New Cause for a Pause

The productive capability of the U.S. economy is so great that every recession in the nation's recent history has been caused by a weakness in demand for its tremendous output of goods and services. Next year, though, the nation will experience something new: a slowdown caused by the inability of fuel-short businesses to satisfy demand. Members of TIME'S Board of Economists warned at a meeting last week that the pause could easily turn into the U.S.'s first "supply-induced recession" ever.

That is not an inevitable outcome. Indeed, the board's consensus forecast is that the slide will be over by midyear, and the economy will then start to revive as the Government, industry and consumers adjust to fuel scarcities. Real growth will range between zero and 1.5% for the year; unemployment will climb to somewhere around 5.5% to 6%; corporate profits will be down around 5% to 10%. Consumer prices will rise at a scorching pace of 7% to 8%, at least in the first half of the year. Whether that combination qualifies as a recession is partly a matter of semantics; by all normal standards it adds up to a dismal year. But the forecast still is relatively cheerful compared with the dire pessimism being voiced in some other quarters, especially on Wall Street (see ECONOMY AND BUSINESS).

Some factors that will keep the economy moving, even on less oil: capital spending will continue to be strong because businessmen will have to invest in energy-saving equipment and processes. Exports will remain high. Consumers who will be buying fewer cars and taking fewer trips will, in Arthur Okun's sardonic words, "find something better to do with their money than save all of it." They may buy more TV sets, says Okun, and "I'm predicting a boom in backyard swimming pools next summer."

The faint cheer, however, depends heavily on two very shaky assumptions. One is that the Arab oil embargo ends fairly early next year. In that case, says Banker Beryl Sprinkel, the economic consequences will be discomforting but not unduly painful: "We will still get some growth." But, says Okun, if the embargo lasts all year--and the Administration's fuel allocation program continues to flounder-"one would have to bet that we would have the highest unemployment rate and the biggest retardation in real gross national product in the entire postwar period." Harvard's Otto Eckstein, whose predictions on what will happen if the embargo ends in a few months are among the most optimistic, has drawn an alternative forecast based on a yearlong Arab shutoff: it has unemployment soaring to 6.5%, and the G.N.P. showing no growth at all.

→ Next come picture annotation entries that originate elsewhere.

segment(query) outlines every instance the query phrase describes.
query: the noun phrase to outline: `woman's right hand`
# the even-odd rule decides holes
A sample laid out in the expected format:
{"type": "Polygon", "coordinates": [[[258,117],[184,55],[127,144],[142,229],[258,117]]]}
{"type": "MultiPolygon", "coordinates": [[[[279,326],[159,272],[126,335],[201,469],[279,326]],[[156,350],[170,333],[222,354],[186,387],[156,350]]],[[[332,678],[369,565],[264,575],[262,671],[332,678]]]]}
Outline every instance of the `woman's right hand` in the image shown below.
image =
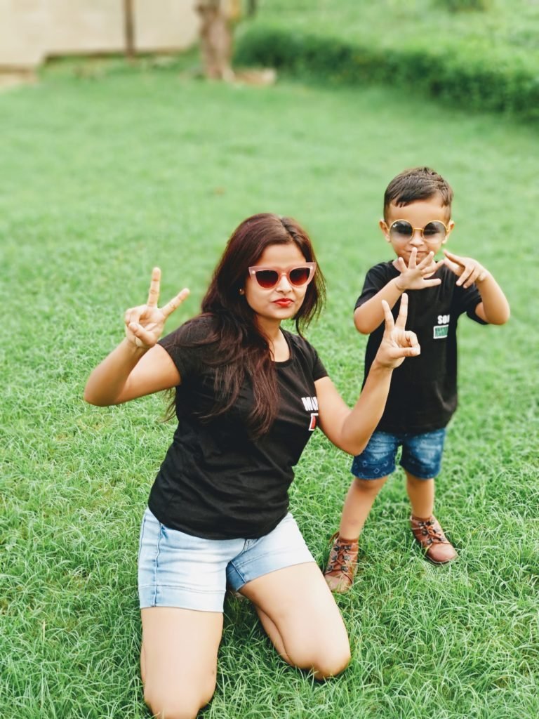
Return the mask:
{"type": "Polygon", "coordinates": [[[149,349],[157,344],[162,334],[167,318],[177,309],[189,295],[189,290],[184,288],[170,302],[159,308],[161,270],[154,267],[149,285],[148,301],[145,305],[132,307],[124,316],[126,336],[129,342],[142,349],[149,349]]]}

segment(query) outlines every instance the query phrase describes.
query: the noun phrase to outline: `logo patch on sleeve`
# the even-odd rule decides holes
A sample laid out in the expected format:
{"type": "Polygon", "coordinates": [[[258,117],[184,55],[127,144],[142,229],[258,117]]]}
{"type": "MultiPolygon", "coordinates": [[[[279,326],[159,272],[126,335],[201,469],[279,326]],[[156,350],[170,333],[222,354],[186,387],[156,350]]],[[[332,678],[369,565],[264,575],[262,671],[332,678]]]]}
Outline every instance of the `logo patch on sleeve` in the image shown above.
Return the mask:
{"type": "Polygon", "coordinates": [[[448,324],[435,324],[433,329],[434,330],[435,339],[441,339],[443,337],[446,337],[449,334],[448,324]]]}

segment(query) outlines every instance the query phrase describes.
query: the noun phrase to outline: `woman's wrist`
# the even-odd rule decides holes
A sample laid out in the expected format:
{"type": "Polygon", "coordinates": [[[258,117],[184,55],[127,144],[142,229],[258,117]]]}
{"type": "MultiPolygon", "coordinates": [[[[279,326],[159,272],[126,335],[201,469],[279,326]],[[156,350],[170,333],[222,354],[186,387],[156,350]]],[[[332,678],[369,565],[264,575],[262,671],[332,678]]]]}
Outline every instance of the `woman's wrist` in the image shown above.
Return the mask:
{"type": "Polygon", "coordinates": [[[129,337],[124,337],[122,344],[124,345],[125,349],[129,353],[129,355],[137,362],[147,352],[149,349],[149,347],[139,347],[137,344],[135,344],[134,342],[132,342],[129,337]]]}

Robert Nathan fears that unemployment could even top 7%. Alan Greenspan, a frequent adviser to the Nixon Administration, adds that the consequences for Europe and Japan would be so "horrendous" that they would likely cave in to Arab demands.

Free-Market Approach. The second assumption is that the Administration allocates fuel efficiently enough to prevent bottlenecks and insulates the most productive sectors of the economy from the full impact of fuel shortages. "The problem," says Eckstein, "might be not the crisis but the handling of the crisis. The real risk is that the Administration might run the program in a weak and insensitive manner."

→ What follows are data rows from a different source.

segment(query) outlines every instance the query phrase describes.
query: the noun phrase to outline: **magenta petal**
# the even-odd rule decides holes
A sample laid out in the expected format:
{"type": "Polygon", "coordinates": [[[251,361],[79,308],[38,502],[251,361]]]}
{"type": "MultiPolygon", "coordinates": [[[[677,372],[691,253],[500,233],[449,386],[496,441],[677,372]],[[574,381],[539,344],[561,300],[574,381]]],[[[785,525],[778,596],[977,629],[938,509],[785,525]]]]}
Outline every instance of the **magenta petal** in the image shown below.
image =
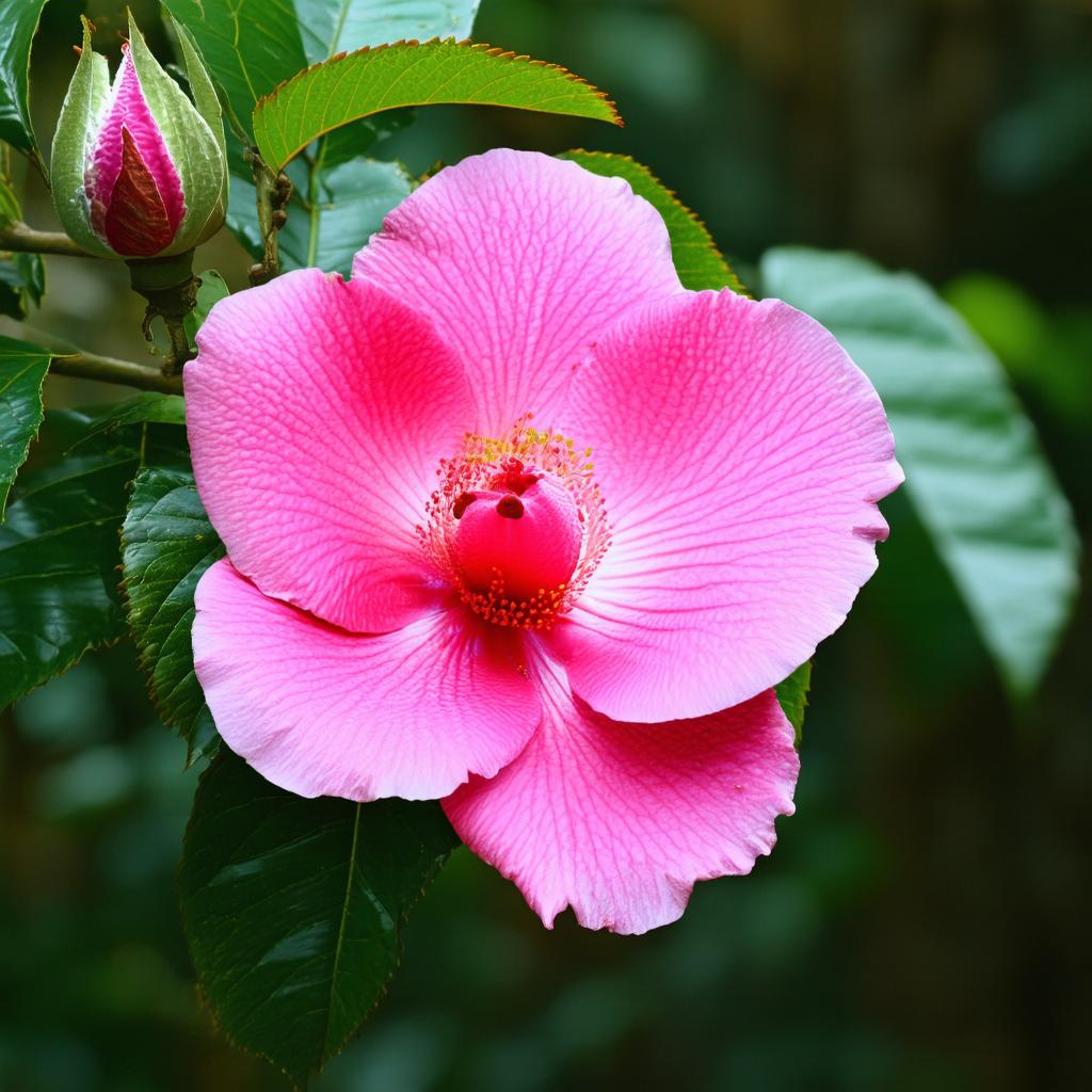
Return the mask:
{"type": "Polygon", "coordinates": [[[358,632],[440,589],[415,527],[473,416],[459,361],[378,288],[318,270],[222,300],[186,366],[198,490],[240,572],[358,632]]]}
{"type": "Polygon", "coordinates": [[[193,661],[219,734],[300,796],[443,796],[495,774],[538,721],[511,634],[458,609],[346,633],[262,595],[227,560],[195,600],[193,661]]]}
{"type": "Polygon", "coordinates": [[[572,906],[587,928],[644,933],[681,916],[696,880],[770,852],[799,769],[772,691],[698,720],[620,724],[543,674],[531,743],[443,807],[547,927],[572,906]]]}
{"type": "Polygon", "coordinates": [[[547,415],[624,314],[681,292],[660,214],[618,178],[499,149],[395,209],[353,272],[436,323],[463,359],[477,431],[547,415]]]}
{"type": "Polygon", "coordinates": [[[115,76],[110,104],[99,124],[98,139],[87,169],[92,226],[104,239],[106,214],[122,167],[122,127],[128,130],[144,169],[158,190],[174,237],[186,215],[182,183],[144,98],[128,46],[124,47],[121,67],[115,76]]]}
{"type": "Polygon", "coordinates": [[[595,709],[734,705],[844,621],[902,472],[876,391],[818,322],[727,292],[650,308],[570,396],[614,541],[549,641],[595,709]]]}

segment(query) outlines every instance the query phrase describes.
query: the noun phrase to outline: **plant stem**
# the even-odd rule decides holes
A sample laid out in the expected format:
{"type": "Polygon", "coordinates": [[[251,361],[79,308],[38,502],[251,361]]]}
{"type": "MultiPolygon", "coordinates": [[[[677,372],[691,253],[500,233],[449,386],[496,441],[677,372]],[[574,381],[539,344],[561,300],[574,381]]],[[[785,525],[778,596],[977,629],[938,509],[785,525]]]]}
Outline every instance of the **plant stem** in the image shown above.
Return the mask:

Sprinkel, an ardent free-marketeer, and Greenspan give the Administration high marks, particularly for permitting the price of gasoline to rise high enough to discourage consumption and encourage production. The wisdom of the free-market approach is questioned by most other Board members on the ground that it would give a gigantic profit windfall to the oil industry--perhaps as much as $50 billion before taxes, or more than all manufacturing profits last year.

While agreeing that prices must rise further, a majority of the Board believes that some intervention in the free-market system is needed to curtail gasoline consumption quickly, preferably by a system that would assure each driver a basic allotment of gas, then either soak him with a higher tax on purchases above that basic amount or permit him to buy the unused portion of another driver's allotment. "I don't care how they do it, as long as they do it," says Eckstein. But several members agree with the University of Minnesota's Walter Heller that it will take several months of "flubbing around" before the Administration hits on a policy that "will put the economy in a position to advance again."